The method for constructing a non-coordinating interpolation function for optimizing the calculation precision of the finite element software according to claim 4, further comprising:

For the curved shell element on the curvilinear coordinate system, the complete rigid body displacement is supplemented in the displacement mode.
The non-coordinating interpolation function construction method for optimizing the calculation precision of the finite element software according to claim 4 or 5, wherein the transformation formula of the two-dimensional orthogonal curve coordinate system of the unit curved surface and the linear coordinate system transformation is:

There are six undetermined coefficients A i , B i , C i , (i=1, 2) in the coordinate transformation relationship determined by a system of equations that transforms six linear transformation coordinate values of 0 or 1.

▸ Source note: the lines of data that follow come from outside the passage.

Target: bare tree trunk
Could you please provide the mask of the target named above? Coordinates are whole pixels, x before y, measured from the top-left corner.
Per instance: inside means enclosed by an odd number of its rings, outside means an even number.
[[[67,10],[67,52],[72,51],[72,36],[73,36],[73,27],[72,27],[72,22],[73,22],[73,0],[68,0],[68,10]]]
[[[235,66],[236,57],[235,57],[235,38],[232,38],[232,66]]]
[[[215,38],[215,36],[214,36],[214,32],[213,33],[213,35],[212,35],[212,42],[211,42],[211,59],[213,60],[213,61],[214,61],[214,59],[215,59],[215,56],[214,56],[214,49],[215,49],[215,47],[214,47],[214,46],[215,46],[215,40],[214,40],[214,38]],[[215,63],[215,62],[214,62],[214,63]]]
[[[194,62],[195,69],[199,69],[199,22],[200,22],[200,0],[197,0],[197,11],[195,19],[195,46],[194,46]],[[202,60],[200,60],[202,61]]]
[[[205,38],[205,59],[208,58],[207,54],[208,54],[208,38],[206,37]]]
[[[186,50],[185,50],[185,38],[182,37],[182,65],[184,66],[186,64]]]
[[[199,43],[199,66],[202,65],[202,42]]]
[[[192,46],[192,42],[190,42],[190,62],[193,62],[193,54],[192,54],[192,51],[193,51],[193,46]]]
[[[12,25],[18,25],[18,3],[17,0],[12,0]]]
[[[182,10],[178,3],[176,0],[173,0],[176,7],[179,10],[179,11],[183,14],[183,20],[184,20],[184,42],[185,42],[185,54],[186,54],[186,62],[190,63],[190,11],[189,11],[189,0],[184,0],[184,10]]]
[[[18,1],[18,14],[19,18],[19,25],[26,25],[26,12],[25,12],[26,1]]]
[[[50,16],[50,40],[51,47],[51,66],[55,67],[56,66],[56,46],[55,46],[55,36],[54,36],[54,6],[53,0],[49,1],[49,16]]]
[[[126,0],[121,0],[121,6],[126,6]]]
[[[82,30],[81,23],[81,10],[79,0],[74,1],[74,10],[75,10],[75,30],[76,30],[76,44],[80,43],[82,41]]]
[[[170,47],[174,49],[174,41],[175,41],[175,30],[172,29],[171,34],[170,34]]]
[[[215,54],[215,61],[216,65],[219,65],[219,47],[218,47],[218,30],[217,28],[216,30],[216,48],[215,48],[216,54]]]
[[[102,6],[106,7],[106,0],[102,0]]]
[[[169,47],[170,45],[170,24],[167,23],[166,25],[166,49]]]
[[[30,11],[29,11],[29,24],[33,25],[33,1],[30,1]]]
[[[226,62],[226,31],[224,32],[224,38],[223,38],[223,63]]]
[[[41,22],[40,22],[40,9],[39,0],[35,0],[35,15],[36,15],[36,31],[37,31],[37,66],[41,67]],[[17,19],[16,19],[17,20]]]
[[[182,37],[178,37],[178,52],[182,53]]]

A non-coordinating interpolation function construction system for optimizing the calculation precision of a finite element software, comprising: a memory, a processor, and a computer program stored on the memory and operable on the processor, wherein the processor executes The computer program implements the steps of the method of any of the preceding claims 1 to 6.
A computer readable storage medium having stored thereon a computer program, wherein the program is executed by a processor to perform the steps of any of the methods of any of claims 1 to 6.